We may learn blockchains aren't the best data structure for promotion of security in every context. We may discover the top data structures for sol.ving a particular problem and it may be a searchable database. In the near future it is possible that programmers will search for proofs to solve their problem from a database and over time it might even be possible for this to become automated.

The artificial immune system

The artificial immune system is what allows for self-healing, recovery, immunity, and when you have an adaptive system this immunity allows the system to adapt in a favorable way to maintain homeostasis. Attacks would be detected, the library of useful proofs would be gradually expanded, small variations on the proofs would be applied for synthetic diversity while the proofs would function the exact same, and threats could be isolated or quarantined. Swarm intelligence can greatly benefit an artificial immune system, and the human touch of curation can help also.

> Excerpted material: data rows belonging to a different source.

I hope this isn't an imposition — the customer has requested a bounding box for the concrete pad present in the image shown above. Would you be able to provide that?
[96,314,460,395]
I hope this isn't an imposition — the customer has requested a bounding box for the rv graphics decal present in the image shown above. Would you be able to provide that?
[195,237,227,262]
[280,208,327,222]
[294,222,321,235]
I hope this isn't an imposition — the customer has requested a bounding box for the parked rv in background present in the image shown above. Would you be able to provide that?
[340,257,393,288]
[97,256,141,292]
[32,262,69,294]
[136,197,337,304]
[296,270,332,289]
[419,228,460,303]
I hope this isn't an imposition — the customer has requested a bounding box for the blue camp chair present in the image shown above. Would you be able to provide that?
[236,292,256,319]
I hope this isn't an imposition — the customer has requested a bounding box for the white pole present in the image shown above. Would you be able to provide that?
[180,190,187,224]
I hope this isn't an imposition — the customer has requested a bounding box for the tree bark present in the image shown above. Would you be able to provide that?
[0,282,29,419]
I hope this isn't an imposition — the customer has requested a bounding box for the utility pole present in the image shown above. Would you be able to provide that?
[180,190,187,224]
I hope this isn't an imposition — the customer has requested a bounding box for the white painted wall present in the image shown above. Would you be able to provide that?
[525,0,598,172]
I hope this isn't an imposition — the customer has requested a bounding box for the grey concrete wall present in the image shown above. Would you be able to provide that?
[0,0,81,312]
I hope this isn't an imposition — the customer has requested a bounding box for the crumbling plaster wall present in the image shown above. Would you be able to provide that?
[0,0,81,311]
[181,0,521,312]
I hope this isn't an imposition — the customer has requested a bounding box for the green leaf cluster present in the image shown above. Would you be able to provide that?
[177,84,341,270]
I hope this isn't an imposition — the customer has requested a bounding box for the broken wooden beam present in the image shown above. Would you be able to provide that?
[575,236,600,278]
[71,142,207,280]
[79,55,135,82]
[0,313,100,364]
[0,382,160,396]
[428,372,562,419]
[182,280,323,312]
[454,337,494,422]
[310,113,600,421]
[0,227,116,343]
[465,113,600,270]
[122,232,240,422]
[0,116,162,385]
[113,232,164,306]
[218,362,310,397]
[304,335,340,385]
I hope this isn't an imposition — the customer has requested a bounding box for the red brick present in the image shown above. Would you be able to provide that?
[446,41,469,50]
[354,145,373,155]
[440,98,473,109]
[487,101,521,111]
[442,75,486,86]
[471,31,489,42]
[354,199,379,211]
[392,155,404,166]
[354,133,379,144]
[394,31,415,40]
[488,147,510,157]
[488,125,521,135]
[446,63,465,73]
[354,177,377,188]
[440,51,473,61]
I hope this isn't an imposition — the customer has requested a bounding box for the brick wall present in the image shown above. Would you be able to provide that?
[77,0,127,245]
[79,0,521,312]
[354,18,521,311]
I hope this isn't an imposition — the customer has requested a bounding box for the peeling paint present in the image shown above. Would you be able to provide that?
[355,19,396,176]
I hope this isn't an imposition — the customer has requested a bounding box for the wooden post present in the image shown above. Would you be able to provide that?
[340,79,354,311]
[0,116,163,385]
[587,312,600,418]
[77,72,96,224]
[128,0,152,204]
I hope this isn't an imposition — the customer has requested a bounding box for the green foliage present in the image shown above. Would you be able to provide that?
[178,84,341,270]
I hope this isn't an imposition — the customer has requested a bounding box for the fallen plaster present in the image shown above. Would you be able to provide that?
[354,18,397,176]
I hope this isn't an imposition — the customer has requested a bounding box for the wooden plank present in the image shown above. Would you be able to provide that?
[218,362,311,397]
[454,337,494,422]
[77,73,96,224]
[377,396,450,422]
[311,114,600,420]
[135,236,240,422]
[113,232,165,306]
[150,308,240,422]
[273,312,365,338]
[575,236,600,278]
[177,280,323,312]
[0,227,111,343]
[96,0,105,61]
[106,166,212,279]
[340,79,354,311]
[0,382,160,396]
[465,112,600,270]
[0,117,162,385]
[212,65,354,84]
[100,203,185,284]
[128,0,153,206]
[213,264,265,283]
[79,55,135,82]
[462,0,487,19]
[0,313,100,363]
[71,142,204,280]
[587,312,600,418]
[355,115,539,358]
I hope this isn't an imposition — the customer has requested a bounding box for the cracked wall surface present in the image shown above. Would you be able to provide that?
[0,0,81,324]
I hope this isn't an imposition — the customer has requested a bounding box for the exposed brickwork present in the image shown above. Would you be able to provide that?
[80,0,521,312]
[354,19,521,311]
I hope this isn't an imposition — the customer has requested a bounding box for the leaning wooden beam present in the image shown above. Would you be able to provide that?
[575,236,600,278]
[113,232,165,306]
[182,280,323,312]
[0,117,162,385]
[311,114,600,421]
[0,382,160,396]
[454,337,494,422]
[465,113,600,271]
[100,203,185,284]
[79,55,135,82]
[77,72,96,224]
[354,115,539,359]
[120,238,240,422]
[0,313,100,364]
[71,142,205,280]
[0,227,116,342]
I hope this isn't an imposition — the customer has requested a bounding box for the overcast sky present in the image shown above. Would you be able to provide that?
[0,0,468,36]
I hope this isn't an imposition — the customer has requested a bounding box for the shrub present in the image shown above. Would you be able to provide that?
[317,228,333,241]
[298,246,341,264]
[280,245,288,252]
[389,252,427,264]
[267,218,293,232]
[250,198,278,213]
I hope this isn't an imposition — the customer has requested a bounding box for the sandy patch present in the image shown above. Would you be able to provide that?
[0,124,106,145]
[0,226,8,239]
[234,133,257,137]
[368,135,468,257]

Human beings contribute human computation and can generate proofs. In fact, the human and machine intelligence work together to solve some of the most difficult problems. The mathematician may use a computer to act as an automated theorem prover. A musician may program a computer to create generative art which adapts to the audience. This ability for humans to contribute would allow an artificial immune system to benefit from human creativity and humans may be able to see certain attacks before any artificial intelligence. The question is how to integrate human decision making into an artificial immune system.

Future considerations

Future considerations include fully homomorphic encryption, privacy enhanced partially homomorphic encryption, swarm intelligence, distributed artificial neuro-networks, and more.

References

Constable, R., Bickford, M., & Van Renesse, R. (2011). Investigating correct-by-construction attack-tolerant systems.

Mazurczyk, W., Drobniak, S., & Moore, S. (2015). Towards a Systematic View on Cybersecurity Ecology. arXiv preprint arXiv:1505.04207.

Miller, A., Hicks, M., Katz, J., & Shi, E. Authenticated Data Structures, Generically.

Miller, A., & LaViola Jr, J. J. (2014). Anonymous byzantine consensus from moderately-hard puzzles: A model for bitcoin. Retrieved from Anonymous Byzantine Consensus from Moderately-Hard Puzzles: A Model for Bitcoin.

Van Renesse, R., Bickford, M., & Constable, R. (2011). Investigating correct-by-construction attack-tolerant systems.